Remarkably, while spending the next several years in intensive rehabilitation, Hyde found that his passion for aviation was stronger than ever. He launched into an educational path that speeded his recovery and healed his spirits.   In 2000, he managed to earn certificates as an Advanced Ground Instructor and Instrument Ground instructor – an achievement that hasn’t been duplicated, according to the Federal Aviation Administration.
 
Hyde was introduced to RFB&D through the Raleigh School for the Blind. In 2004, he earned a Bachelor’s in history from the University of North Carolina in Charlotte, using RFB&D books as well as tape recording his classes for review and study. “I was very fortunate that my ears stayed intact so I could learn audibly,” he says.
 
In 2007, with RFB&D’s help, Hyde graduated from Embry-Riddle Aeronautical University with a Master’s of Science in aeronautics and a 4.0 GPA – the first and only blind graduate in the institution’s 83-year history.
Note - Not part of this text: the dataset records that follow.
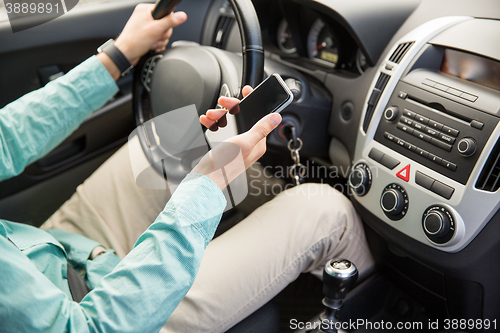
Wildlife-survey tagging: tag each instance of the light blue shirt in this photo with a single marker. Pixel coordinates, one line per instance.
(136, 294)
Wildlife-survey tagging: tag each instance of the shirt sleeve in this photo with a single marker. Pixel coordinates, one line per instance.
(36, 123)
(140, 293)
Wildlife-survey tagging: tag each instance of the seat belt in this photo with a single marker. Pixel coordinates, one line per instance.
(77, 286)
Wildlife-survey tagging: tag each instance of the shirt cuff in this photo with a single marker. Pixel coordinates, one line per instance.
(200, 203)
(93, 82)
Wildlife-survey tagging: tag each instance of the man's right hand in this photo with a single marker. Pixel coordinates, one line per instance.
(143, 33)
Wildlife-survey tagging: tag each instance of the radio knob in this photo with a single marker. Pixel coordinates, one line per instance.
(436, 223)
(466, 146)
(391, 113)
(392, 201)
(360, 179)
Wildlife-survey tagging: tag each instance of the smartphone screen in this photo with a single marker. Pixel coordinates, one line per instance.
(164, 8)
(272, 95)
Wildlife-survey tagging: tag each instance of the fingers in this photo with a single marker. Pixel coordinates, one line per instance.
(173, 20)
(263, 127)
(207, 122)
(246, 90)
(228, 102)
(215, 114)
(214, 119)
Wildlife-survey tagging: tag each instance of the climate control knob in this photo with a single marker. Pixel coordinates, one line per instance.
(438, 224)
(467, 146)
(391, 113)
(360, 179)
(394, 201)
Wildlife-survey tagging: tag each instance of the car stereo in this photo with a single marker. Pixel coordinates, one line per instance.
(427, 157)
(442, 134)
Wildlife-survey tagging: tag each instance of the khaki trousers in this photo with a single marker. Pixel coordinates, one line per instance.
(297, 231)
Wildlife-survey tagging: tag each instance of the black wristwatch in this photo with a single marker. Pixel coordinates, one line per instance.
(116, 56)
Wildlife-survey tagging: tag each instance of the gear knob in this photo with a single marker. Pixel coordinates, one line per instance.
(339, 276)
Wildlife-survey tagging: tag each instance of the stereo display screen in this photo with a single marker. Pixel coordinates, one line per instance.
(481, 70)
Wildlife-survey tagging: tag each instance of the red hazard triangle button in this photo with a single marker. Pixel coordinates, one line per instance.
(404, 173)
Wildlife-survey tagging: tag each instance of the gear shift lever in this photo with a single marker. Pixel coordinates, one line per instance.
(339, 276)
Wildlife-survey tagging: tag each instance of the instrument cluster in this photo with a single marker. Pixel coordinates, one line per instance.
(316, 41)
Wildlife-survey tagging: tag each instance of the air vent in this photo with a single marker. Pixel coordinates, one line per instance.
(489, 179)
(221, 34)
(375, 96)
(400, 52)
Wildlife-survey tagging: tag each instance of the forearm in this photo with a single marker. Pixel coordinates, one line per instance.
(139, 294)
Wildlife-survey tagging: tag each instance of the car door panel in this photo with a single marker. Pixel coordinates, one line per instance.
(28, 60)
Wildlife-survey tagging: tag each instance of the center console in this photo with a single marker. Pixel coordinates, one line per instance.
(427, 161)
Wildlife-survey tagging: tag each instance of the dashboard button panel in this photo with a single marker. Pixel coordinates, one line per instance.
(429, 128)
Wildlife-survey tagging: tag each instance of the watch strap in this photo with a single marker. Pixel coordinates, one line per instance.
(116, 56)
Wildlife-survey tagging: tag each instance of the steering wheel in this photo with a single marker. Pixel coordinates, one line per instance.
(192, 74)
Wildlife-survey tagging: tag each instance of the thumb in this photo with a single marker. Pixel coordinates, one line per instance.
(263, 127)
(173, 20)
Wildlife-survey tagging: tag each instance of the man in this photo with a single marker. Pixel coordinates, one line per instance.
(240, 270)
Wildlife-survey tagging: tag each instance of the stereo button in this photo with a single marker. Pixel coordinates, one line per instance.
(418, 126)
(422, 119)
(406, 121)
(423, 180)
(434, 124)
(434, 158)
(450, 131)
(422, 152)
(389, 136)
(409, 114)
(431, 131)
(376, 155)
(447, 138)
(476, 124)
(405, 128)
(422, 136)
(389, 162)
(441, 144)
(449, 165)
(443, 190)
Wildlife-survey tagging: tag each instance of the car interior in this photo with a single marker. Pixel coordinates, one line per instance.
(396, 105)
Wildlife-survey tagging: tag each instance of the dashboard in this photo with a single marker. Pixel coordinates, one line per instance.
(414, 114)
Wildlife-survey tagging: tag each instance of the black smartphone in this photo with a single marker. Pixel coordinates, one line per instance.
(271, 95)
(164, 8)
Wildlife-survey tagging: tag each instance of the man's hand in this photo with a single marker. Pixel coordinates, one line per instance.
(141, 34)
(236, 154)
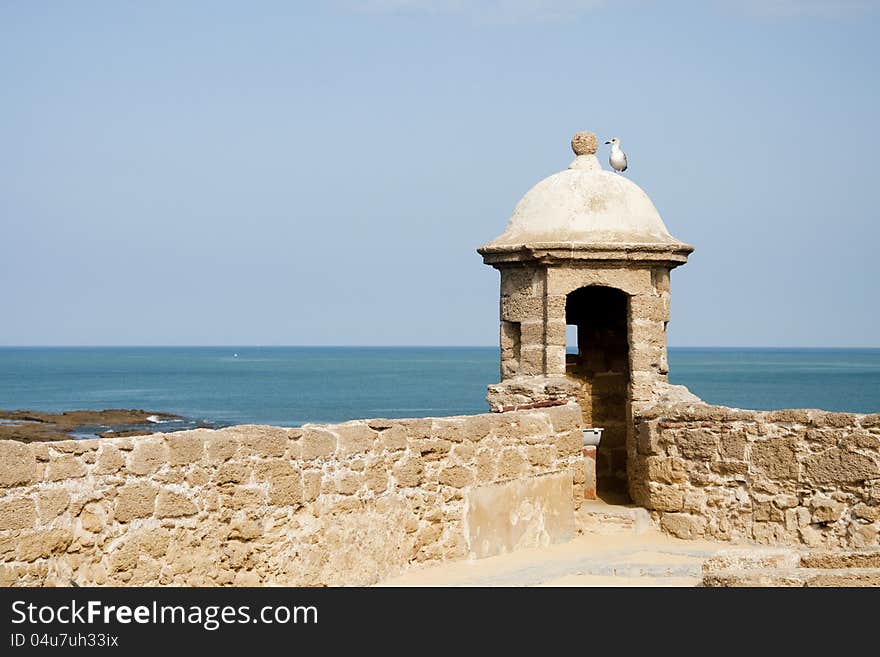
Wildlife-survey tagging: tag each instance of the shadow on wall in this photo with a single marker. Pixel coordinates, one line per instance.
(601, 367)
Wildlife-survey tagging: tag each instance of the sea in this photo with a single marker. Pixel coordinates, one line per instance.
(290, 386)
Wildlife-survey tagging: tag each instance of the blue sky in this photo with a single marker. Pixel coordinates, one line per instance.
(321, 173)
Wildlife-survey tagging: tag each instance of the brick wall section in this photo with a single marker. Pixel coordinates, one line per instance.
(790, 477)
(340, 504)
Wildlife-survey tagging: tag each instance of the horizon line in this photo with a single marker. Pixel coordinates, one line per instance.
(381, 346)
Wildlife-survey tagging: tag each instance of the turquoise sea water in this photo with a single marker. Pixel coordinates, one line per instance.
(292, 385)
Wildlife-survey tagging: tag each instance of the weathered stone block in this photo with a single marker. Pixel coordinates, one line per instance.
(232, 472)
(825, 510)
(67, 466)
(52, 502)
(220, 446)
(665, 470)
(135, 500)
(565, 418)
(456, 476)
(17, 513)
(185, 447)
(698, 444)
(409, 472)
(43, 544)
(523, 513)
(776, 457)
(511, 464)
(110, 460)
(664, 498)
(311, 485)
(839, 466)
(541, 455)
(148, 455)
(348, 483)
(432, 449)
(393, 438)
(354, 439)
(377, 478)
(568, 443)
(171, 504)
(317, 443)
(683, 525)
(260, 440)
(733, 446)
(866, 512)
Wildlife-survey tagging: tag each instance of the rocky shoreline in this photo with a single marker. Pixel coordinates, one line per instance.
(36, 426)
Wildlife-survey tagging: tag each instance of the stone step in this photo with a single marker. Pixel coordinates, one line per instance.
(812, 577)
(599, 517)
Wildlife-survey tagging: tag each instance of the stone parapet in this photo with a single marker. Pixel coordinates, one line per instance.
(773, 477)
(350, 503)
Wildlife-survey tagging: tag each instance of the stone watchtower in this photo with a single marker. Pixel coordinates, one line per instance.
(585, 248)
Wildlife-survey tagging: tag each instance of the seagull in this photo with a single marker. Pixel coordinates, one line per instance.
(617, 159)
As of this writing, he is several classes and a dissertation away from completing his Doctorate in business administration with a specialization in aviation safety – and that’s not all.
 
In 2009, Hyde took a position with Daniel Webster College (an aviation school in New Hampshire) as an adjunct professor teaching an online safety and security class. And on March 1 of this year, he started a new job in Washington DC with the Federal Aviation Administration. Within a few weeks into the job, he was astonished to be greeted in person by U.S. Secretary of Transportation Ray LaHood, a member of President Obama’s cabinet.
 
After bucking unbelievable odds, Hyde is a man on a mission. “I want to be in a position to prevent what I went through from happening to other pilots,” he says.  He credits the many institutions that helped him, his fiancée Nancy Riedel, and his long-time guide dog, Lincoln (recently retired but still living with him) as enormously influential. RFB&D is honored to have played a part in his inspired flight path.